A business’s internal data products and portals are a second kind of data applications. Unlike traditional or embedded exploration dashboards, this type of data application is purpose-built for a specific business unit, and is built with relevant business context. These applications’ custom interactivity allows business users to receive insights without mastering data analysts’ workflows.
The third type of data applications are end-consumer-facing applications. These may be built for customers, partners, or shareholders, and they are not dissimilar from internal applications—but they tend to require a finer level of design polish and customization. Additionally, this type of app must be built for higher performance, reflecting consumers’ expectations of speed.
How are data applications built?
By their nature, data apps require recourse to large quantities of data. This has been made possible by the rise of the cloud data warehouse and an ever-growing ecosystem of data ingestion, governance, transformation, and orchestration tools.

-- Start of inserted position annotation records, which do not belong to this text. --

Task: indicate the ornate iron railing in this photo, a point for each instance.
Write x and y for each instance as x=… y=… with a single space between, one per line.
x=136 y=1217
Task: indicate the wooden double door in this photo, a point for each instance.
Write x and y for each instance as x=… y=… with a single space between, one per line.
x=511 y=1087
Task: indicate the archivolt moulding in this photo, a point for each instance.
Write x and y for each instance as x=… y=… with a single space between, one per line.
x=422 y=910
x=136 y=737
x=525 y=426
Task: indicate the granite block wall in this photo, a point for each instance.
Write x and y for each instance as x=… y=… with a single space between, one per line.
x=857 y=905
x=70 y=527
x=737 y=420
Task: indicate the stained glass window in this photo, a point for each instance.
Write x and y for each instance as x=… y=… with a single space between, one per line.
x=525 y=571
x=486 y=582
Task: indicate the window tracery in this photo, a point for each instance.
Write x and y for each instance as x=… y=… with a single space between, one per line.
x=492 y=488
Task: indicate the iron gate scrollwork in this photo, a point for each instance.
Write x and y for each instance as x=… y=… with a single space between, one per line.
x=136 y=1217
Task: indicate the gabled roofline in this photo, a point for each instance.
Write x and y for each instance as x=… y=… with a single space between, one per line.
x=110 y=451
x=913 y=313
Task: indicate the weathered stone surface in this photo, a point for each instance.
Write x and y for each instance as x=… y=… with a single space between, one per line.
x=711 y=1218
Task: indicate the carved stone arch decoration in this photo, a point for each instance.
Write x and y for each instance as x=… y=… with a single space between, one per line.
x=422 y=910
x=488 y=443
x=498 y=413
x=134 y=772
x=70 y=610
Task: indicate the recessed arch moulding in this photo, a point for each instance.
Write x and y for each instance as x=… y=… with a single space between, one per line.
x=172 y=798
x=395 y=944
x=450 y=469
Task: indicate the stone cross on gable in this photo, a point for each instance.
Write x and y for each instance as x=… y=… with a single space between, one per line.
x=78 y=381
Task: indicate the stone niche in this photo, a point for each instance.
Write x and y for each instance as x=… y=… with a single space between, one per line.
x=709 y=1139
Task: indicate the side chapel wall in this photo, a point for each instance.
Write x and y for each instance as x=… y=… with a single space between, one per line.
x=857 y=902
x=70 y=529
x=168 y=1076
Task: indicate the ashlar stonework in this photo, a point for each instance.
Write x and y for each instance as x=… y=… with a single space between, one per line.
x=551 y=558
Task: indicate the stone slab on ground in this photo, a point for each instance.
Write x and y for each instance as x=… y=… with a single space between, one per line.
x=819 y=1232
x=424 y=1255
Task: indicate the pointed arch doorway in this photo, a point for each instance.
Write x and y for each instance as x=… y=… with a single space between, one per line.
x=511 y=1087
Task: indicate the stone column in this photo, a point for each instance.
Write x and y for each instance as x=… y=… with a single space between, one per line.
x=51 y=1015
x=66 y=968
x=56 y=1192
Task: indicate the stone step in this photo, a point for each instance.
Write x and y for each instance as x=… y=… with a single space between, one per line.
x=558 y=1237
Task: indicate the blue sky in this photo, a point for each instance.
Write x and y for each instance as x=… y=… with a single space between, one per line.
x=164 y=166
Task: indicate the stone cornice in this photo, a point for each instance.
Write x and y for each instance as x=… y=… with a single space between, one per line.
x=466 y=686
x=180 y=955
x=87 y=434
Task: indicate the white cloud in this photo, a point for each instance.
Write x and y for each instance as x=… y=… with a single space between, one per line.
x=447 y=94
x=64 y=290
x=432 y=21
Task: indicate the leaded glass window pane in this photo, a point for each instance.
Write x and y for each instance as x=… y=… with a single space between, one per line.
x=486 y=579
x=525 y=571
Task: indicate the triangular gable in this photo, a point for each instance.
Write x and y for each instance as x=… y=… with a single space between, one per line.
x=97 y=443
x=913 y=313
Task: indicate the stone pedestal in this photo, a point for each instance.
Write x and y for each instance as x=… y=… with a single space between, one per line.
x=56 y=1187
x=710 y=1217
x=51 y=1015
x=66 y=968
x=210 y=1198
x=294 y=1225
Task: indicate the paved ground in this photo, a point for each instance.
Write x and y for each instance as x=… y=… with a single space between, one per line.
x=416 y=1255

But given their complexity and power, data apps generally are built by engineering teams, and they require integration with modern engineering workflows, including version control, testing, and continuous integration and deployment practices.
Building from scratch
Embedding data app functionality into a larger application generally requires building from scratch. What is the architecture of such a solution?
Naturally, a data application starts with the data—and the basis of the modern data stack is the cloud data warehouse. This can be a general purpose data warehouse like Snowflake or a real-time tool like Firebolt, ClickHouse, or Materialize.
Headless BI layer
A crucial component of a data app is the headless BI layer. Specifically, a major piece of this is access control integrated with the warehouse’s security controls, because embedded analytics always require multitenancy. A second piece is advanced caching. This is because the data warehouse is a great candidate for a backend, but itself does not support highly concurrent queries with sub-second latency that modern data consumers expect.
The BI layer is also where data modeling is handled, to ensure that a data app’s users consume the same data definitions as users of other internal or external applications. Data modeling and metrics definition should be handled once, and this must be up-stack from every application or dashboard.
Data is then made available via diverse APIs—e.g., SQL, GraphQL, and REST—to be consumed by…
A hybrid presentation layer
For the high customization expected of an embedded data application, and when front-end teams are looped in, different charting libraries can be used. These range from D3 to Chart.js and Highcharts. These most likely will be natively integrated with frontend application frameworks like React or Angular.
Working with a framework
For the second and third types of data applications, the initial layers of the data stack are the same—i.e., the base layer is a data warehouse, followed by a headless BI layer for data modeling, access control, caching, and application APIs.
For the user interface, however, there’s typically less customization required. This creates the opportunity to take advantage of the new category of no code / low code tools like Appsmith and Retool, which can be used to quickly build analytics interfaces.
There also are data application frameworks that are helpful here: tools like Plotly Dash and Streamlit make it possible to turn data scripts into shareable web applications without the need for front-end development.
As it gets easier to build customized experiences, the number and types of data apps will proliferate—but the use case for a basic dashboard-centric experience won’t go away. There will always be cases where needs are best met with traditional charts, or when the quick turnaround requires making something available without tapping engineering resources for help. For these, embedded analytics are and will remain the best choice.
What’s exciting, though, is all of the new opportunities that the modern data application stack makes available. Opportunities for working with ever greater quantities of data, with ever greater complexity, will only grow.